The difference is bigger between different planets of the solar system. Generally, a clock in a circular orbit with speed v is slower (gives shorter values of long times) by a fraction 3/2 (v/c)², as 3/2 = 1 + 1/2 where the 1 is due to the gravitational potential, and the 1/2 is due to the speed (only concerning clocks moving in orbit). The orbital speed of the Earth around the sun is 29.78 km/s, corresponding to the gravitational potential of (29.78/299,792)²= 9.87×10^-9, and thus a slow down by a fraction of 1.480×10^-8, that is 46.7 seconds per century. If we add to this the gravitational potential of the Earth for a clock on the Earth's surface, the fraction of slowdown is 1.480×10^-8+ 6.96×10⁻¹⁰ = 1.550×10^-8, that is 49 seconds per century.

Effects on geometry

See this introduction to General Relativity on the case of cosmology for further explanations.
The fundamental expression of general relativity is a relation between mass density and space curvature. In the void, space-time geometry satisfies the following relation : the curvature of a "flat" spatial surface (not bent in the orthogonal direction) equals the tidal effect on the orthogonal direction divided by c², with a positive sign (which attracts parallel lines) if this tidal effect is repulsive.
Near a planet, the tidal effect is equal to 2T tearing apart in the vertical direction, so that a "flat" horizontal surface has curvature 2T/c² ; it is attractive with amplitude T in any horizontal direction, so that a "flat" vertical surface has curvature -T/c².

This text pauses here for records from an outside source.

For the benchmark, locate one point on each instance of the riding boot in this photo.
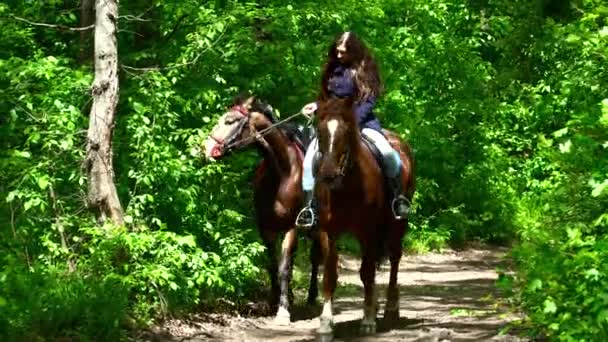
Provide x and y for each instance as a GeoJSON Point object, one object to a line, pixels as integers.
{"type": "Point", "coordinates": [307, 218]}
{"type": "Point", "coordinates": [400, 204]}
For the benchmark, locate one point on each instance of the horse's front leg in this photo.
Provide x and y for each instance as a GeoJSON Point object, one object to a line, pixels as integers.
{"type": "Point", "coordinates": [391, 310]}
{"type": "Point", "coordinates": [330, 278]}
{"type": "Point", "coordinates": [269, 237]}
{"type": "Point", "coordinates": [368, 277]}
{"type": "Point", "coordinates": [288, 248]}
{"type": "Point", "coordinates": [315, 259]}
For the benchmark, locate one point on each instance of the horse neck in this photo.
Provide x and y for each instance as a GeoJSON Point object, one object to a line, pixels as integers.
{"type": "Point", "coordinates": [277, 151]}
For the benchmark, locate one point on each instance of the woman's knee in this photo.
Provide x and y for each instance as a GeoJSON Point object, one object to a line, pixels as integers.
{"type": "Point", "coordinates": [389, 154]}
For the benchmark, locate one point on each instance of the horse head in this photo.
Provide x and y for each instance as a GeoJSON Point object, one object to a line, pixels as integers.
{"type": "Point", "coordinates": [338, 138]}
{"type": "Point", "coordinates": [235, 129]}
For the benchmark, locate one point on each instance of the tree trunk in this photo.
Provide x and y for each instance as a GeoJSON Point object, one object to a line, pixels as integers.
{"type": "Point", "coordinates": [86, 19]}
{"type": "Point", "coordinates": [102, 194]}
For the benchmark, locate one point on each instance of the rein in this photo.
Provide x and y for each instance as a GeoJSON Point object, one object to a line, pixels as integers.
{"type": "Point", "coordinates": [259, 135]}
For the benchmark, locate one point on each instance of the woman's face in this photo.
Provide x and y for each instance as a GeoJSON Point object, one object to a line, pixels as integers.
{"type": "Point", "coordinates": [342, 52]}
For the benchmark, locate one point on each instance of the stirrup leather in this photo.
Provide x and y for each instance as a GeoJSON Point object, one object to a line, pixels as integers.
{"type": "Point", "coordinates": [305, 221]}
{"type": "Point", "coordinates": [395, 204]}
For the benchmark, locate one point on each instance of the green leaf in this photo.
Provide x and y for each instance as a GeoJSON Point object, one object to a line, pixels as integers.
{"type": "Point", "coordinates": [535, 285]}
{"type": "Point", "coordinates": [187, 240]}
{"type": "Point", "coordinates": [43, 182]}
{"type": "Point", "coordinates": [599, 188]}
{"type": "Point", "coordinates": [28, 204]}
{"type": "Point", "coordinates": [561, 132]}
{"type": "Point", "coordinates": [565, 147]}
{"type": "Point", "coordinates": [138, 107]}
{"type": "Point", "coordinates": [549, 306]}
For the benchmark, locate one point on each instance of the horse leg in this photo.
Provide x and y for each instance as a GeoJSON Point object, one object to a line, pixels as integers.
{"type": "Point", "coordinates": [269, 238]}
{"type": "Point", "coordinates": [391, 310]}
{"type": "Point", "coordinates": [330, 277]}
{"type": "Point", "coordinates": [368, 277]}
{"type": "Point", "coordinates": [315, 259]}
{"type": "Point", "coordinates": [288, 248]}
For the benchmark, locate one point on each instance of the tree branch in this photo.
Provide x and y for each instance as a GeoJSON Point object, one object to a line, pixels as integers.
{"type": "Point", "coordinates": [55, 26]}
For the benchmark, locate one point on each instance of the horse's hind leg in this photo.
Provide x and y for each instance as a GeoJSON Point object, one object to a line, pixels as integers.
{"type": "Point", "coordinates": [391, 310]}
{"type": "Point", "coordinates": [368, 277]}
{"type": "Point", "coordinates": [315, 259]}
{"type": "Point", "coordinates": [288, 248]}
{"type": "Point", "coordinates": [330, 278]}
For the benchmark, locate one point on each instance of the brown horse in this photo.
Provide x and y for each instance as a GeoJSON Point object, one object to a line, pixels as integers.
{"type": "Point", "coordinates": [277, 188]}
{"type": "Point", "coordinates": [352, 198]}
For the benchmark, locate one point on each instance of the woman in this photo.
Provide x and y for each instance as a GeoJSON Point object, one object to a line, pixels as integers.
{"type": "Point", "coordinates": [350, 71]}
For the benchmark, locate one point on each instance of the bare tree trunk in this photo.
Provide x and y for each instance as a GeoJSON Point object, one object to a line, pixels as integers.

When entering the surface of the planet, the horizonal curvature keeps continuous values but the vertical ones change : in the case of a planet with constant density, they become equal to the horizontal curvature 2T/c²; in any case the sum of 3 spatial curvatures is proportional to the density. The coefficient of proportionality is thus 6T/ρc² = 6×4πG/3c²= 8πG/c².

Inside a theoretical planet with constant density, thus, we have the uniform space curvature 2T/c²=8πGρ/3c², with coefficient the distance (per density in g/cm³)
8πG/3c² = 6.221×10⁻²⁴ m^-2(g/m³)^-1.
For a density of 1 g/m³, this curvature has radius
(6.221×10⁻²⁴ )^-1/2=400,930,000 km = 4.0093×10¹¹ m = (c/√2)× 1891.3 s = 1337 light-seconds = 22.29 light-minutes.
For the Earth's density, this radius of geometrical curvature is 569.5 light-seconds = 9.49 light-minutes = 170,720,000 km
to be compared to the Earth's mean distance to the Sun, 149,598,000 km = 8.317 light-minutes.
In practice, it means that a "planet" with the same density as the Earth but as big as the Earth's orbit, would immediately become a black hole with that size.

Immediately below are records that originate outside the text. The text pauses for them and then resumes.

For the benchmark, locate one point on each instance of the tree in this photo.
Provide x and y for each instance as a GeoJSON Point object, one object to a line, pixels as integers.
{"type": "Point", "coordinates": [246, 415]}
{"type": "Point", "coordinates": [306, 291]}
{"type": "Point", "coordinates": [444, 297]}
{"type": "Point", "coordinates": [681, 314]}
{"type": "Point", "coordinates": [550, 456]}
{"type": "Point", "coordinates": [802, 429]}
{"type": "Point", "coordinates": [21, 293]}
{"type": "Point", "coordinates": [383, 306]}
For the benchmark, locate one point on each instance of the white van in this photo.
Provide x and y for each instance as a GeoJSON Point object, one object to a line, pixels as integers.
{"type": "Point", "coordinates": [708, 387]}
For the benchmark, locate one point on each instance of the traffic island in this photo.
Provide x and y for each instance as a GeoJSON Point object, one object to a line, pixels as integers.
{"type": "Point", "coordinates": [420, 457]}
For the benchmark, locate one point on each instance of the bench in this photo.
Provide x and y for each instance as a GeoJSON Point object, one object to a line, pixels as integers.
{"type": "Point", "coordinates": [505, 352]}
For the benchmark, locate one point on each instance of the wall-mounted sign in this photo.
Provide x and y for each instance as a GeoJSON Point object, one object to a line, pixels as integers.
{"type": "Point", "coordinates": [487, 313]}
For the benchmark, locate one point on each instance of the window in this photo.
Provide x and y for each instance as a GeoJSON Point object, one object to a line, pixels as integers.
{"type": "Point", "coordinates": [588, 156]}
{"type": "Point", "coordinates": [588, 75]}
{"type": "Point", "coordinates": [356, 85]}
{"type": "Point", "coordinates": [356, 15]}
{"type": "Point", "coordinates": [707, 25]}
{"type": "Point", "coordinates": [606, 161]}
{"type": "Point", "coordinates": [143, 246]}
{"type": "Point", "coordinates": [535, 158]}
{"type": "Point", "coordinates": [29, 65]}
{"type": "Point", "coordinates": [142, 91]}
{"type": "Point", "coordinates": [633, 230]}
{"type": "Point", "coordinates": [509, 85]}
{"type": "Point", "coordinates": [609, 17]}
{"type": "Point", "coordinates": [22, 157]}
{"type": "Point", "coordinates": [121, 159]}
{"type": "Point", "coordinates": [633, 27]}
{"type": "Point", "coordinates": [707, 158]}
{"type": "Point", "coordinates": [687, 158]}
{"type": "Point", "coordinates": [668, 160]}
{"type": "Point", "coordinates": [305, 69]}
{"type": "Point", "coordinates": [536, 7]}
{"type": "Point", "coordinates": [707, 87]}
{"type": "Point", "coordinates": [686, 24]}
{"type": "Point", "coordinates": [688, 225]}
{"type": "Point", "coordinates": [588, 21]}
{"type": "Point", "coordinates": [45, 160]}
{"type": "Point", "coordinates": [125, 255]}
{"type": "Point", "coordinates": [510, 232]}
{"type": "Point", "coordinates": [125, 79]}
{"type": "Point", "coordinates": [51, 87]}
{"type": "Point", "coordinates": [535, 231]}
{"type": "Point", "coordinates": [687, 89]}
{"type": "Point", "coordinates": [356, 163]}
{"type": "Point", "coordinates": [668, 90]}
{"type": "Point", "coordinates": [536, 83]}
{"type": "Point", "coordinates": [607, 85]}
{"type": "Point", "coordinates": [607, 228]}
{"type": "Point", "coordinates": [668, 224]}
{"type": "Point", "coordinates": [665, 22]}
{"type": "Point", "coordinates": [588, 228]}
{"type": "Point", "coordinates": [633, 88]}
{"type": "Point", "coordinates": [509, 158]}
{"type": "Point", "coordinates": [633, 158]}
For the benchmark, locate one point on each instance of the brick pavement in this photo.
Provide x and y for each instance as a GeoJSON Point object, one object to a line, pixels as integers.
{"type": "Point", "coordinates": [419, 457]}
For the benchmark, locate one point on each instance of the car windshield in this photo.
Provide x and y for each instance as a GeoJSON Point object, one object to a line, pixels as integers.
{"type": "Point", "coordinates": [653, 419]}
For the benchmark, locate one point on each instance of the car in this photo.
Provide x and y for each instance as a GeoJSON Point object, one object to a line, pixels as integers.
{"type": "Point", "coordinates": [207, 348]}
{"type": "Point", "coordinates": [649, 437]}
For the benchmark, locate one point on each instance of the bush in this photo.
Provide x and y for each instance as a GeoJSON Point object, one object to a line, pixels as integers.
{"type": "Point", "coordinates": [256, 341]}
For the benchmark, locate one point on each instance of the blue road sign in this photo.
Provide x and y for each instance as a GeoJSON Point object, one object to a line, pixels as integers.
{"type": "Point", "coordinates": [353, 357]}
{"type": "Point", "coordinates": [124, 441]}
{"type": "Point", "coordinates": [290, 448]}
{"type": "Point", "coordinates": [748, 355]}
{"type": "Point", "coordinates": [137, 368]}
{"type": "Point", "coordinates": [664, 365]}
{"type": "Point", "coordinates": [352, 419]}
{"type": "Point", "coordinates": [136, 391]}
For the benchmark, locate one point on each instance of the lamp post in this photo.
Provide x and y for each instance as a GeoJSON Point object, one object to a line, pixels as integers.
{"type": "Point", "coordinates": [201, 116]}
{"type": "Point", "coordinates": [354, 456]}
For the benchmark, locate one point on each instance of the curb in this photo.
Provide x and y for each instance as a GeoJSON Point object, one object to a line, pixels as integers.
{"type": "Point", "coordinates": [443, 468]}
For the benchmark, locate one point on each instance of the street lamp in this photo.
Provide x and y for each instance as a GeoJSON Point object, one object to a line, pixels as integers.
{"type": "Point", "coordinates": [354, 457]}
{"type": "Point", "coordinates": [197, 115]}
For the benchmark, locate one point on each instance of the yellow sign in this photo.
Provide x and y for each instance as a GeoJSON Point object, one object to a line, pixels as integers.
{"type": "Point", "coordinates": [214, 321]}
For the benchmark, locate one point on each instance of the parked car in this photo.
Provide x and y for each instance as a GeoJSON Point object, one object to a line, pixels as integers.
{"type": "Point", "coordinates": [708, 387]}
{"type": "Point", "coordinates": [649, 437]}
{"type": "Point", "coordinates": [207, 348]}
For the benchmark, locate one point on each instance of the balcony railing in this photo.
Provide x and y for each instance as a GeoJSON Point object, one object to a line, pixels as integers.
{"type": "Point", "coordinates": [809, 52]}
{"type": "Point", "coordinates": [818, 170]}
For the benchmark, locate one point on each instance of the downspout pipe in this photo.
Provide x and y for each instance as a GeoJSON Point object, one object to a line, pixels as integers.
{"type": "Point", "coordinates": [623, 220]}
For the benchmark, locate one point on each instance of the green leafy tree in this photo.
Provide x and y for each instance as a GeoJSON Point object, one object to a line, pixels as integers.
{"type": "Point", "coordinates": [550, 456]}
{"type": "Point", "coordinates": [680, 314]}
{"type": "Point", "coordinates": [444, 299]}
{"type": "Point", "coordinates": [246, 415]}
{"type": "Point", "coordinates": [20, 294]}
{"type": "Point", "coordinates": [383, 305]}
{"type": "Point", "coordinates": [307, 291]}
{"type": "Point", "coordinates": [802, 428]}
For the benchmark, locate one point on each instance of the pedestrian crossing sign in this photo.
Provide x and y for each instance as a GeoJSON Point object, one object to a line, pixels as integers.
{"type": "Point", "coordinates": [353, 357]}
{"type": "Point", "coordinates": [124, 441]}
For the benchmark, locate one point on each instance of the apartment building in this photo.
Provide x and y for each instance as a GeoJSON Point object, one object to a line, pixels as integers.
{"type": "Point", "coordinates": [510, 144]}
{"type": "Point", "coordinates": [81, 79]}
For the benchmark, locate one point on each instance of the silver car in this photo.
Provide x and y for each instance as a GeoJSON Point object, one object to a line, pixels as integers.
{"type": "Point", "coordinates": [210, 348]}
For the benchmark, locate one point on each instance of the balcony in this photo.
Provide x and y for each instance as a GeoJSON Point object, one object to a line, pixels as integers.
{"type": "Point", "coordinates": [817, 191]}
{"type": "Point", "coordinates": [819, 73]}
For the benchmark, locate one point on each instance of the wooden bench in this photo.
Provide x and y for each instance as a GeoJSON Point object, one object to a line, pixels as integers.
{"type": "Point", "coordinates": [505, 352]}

Let us describe the amplitude of the space curvature in the Earth - or rather, of a theoretical perfectly spherical planet with the same mass and size and without rotation.

Define:

• L = length of the equator
• r = distance of a point of the equator to the center of the planet
  
• k = roundness of the equator (in radian per meter)

If there was no effect we would have L/2π=r= 1/k. The effect is that L/2π < 1/k, while r is at least (3/4 L/2π +1/4k) (= value if the density is uniform) and can be even bigger than 1/k (?) if the mass is concentrated in the center.
Precisely,  the same reasoning as for cosmology says that (2π/L)²=k²+2T/c². Thus 1/k - L/2π  ≈ (L/2π)³ T/c².